Mouth calls, and mouth calls only. Not a super big fan of the electronic stuff. I don't have anything against them or anyone that uses them...they are a great hunting tool.


----------



## GritGuy (Jan 31, 2010)

I use both, however I started out with mouth calls and then found an Old Johnny Stewart Casstte player at a gun show I bought and wore it out twice LOL

Finally broke down and bought a digital call from a new maker with a remote and the remote went junk a year later then when I went to get it fixed the maker was out of operation, Now I got a digital with no remote which to me is useless, as I bought it for the remote setting feature to take the eyes off of the caller.

So I guess I'll be getting a new digital from a maker who's been in the business a long time and forget about trying to help a new maker any more!!

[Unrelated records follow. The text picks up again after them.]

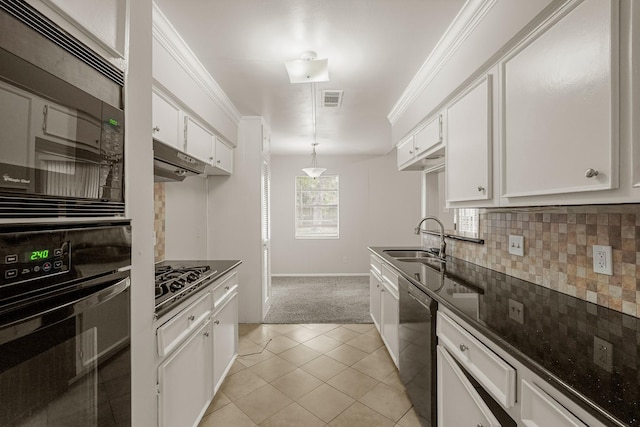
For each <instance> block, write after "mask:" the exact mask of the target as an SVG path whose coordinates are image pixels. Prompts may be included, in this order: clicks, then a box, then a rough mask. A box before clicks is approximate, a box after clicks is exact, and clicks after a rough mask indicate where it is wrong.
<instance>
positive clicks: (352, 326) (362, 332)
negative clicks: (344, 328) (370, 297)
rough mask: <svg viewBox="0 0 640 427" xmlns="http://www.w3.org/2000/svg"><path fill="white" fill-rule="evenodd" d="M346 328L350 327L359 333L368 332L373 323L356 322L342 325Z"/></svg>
mask: <svg viewBox="0 0 640 427" xmlns="http://www.w3.org/2000/svg"><path fill="white" fill-rule="evenodd" d="M342 326H343V327H345V328H347V329H351V330H352V331H355V332H357V333H359V334H364V333H365V332H369V331H371V330H372V329H375V328H376V327H375V325H374V324H373V323H357V324H351V323H350V324H346V325H342Z"/></svg>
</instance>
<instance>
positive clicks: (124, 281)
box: [0, 276, 131, 345]
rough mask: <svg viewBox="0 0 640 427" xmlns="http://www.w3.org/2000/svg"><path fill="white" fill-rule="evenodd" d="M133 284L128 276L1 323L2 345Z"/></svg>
mask: <svg viewBox="0 0 640 427" xmlns="http://www.w3.org/2000/svg"><path fill="white" fill-rule="evenodd" d="M130 286H131V279H130V278H129V277H128V276H127V277H125V278H124V279H120V280H118V281H116V282H115V283H114V284H112V285H110V286H108V287H106V288H103V289H100V290H99V291H97V292H94V293H92V294H89V295H83V296H82V297H79V298H74V299H72V300H70V301H65V302H64V303H62V304H59V305H56V306H55V307H49V308H47V309H44V310H42V311H40V312H38V313H36V314H29V315H27V316H25V317H23V318H21V319H18V320H15V321H13V322H11V323H8V324H2V325H0V345H2V344H4V343H7V342H10V341H13V340H15V339H18V338H20V337H23V336H25V335H27V334H30V333H33V332H35V331H37V330H39V329H42V328H44V327H47V326H50V325H52V324H54V323H58V322H62V321H64V320H67V319H69V318H71V317H74V316H77V315H78V314H79V313H82V312H83V311H86V310H87V309H89V308H91V307H95V306H97V305H99V304H102V303H103V302H105V301H108V300H110V299H112V298H114V297H115V296H117V295H119V294H121V293H122V292H124V291H125V290H127V289H128V288H129V287H130Z"/></svg>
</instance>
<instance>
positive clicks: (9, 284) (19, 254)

I use an open reed call called the Crit-R-Call works for me very well and once you elarn how to use it can make all kinds of different sounds with it, I carry it even when using the digitals.


----------



## cmiddleton (Jan 29, 2010)

i have many many mouth calls (over 100) a home made e caller a old js cassette caller and a js that you hook a walkman to and a cheaper foxpro then i have 52 custom calls then of course there are the 75 deer elk and antelope calls. and then the decoys i have the rizzo's, a jib, 3 weasel balls, turkey decoy, feather flex rabbit, stuffed animals- rabbit, a chow that i marked up with a sharpie to color it like a fox pup. and turkey feathers on a string. montana elk decoy.
yep i gotta a problem
hello I'm Casey and I'm a coyote calling junkie
both are necessary tools of the trade, i use the mouth calls the most about 85% of the time.
regardless of what I'm using i carry three back up calls they are 1-tally hoe 1- hydel government hunter cotton tail, and a Circe MVP-4
i have killed more coyotes with those three then any other call on the market. more bobcat with the hydel then any other making a bird in distress on it.
i do a cotton tail on it (30 min.) then switch and make a bird the cats expose themselves when i change.
best cassette for cats was game chicken in distress.(tape deck ate it)
turkey in distress with a turkey decoy has done well too.


----------



## gonefishn (Jan 28, 2010)

Both hand calls and a Fox Pro Electronic.


----------



## Girdham (Jan 29, 2010)

I have hand calls: Primos hotdog, Ki-Yi, and Double Whammy. I aso have a Sceery howler. I am looking to get either a foxpro or power dog not only to hunt with but for instructional use (show me how I'm supposed to sound when calling.)


----------



## BarryMac67 (Jan 31, 2010)

Many hand calls and a *Fox Pro FX3* with remote. Not much success with the e-caller yet but not giving up. Plenty of coyotes with hand calls, I feel like the Fox Pro could increase more 
sightings with the lack of hunter movement. Also with a decoy as a distraction.


----------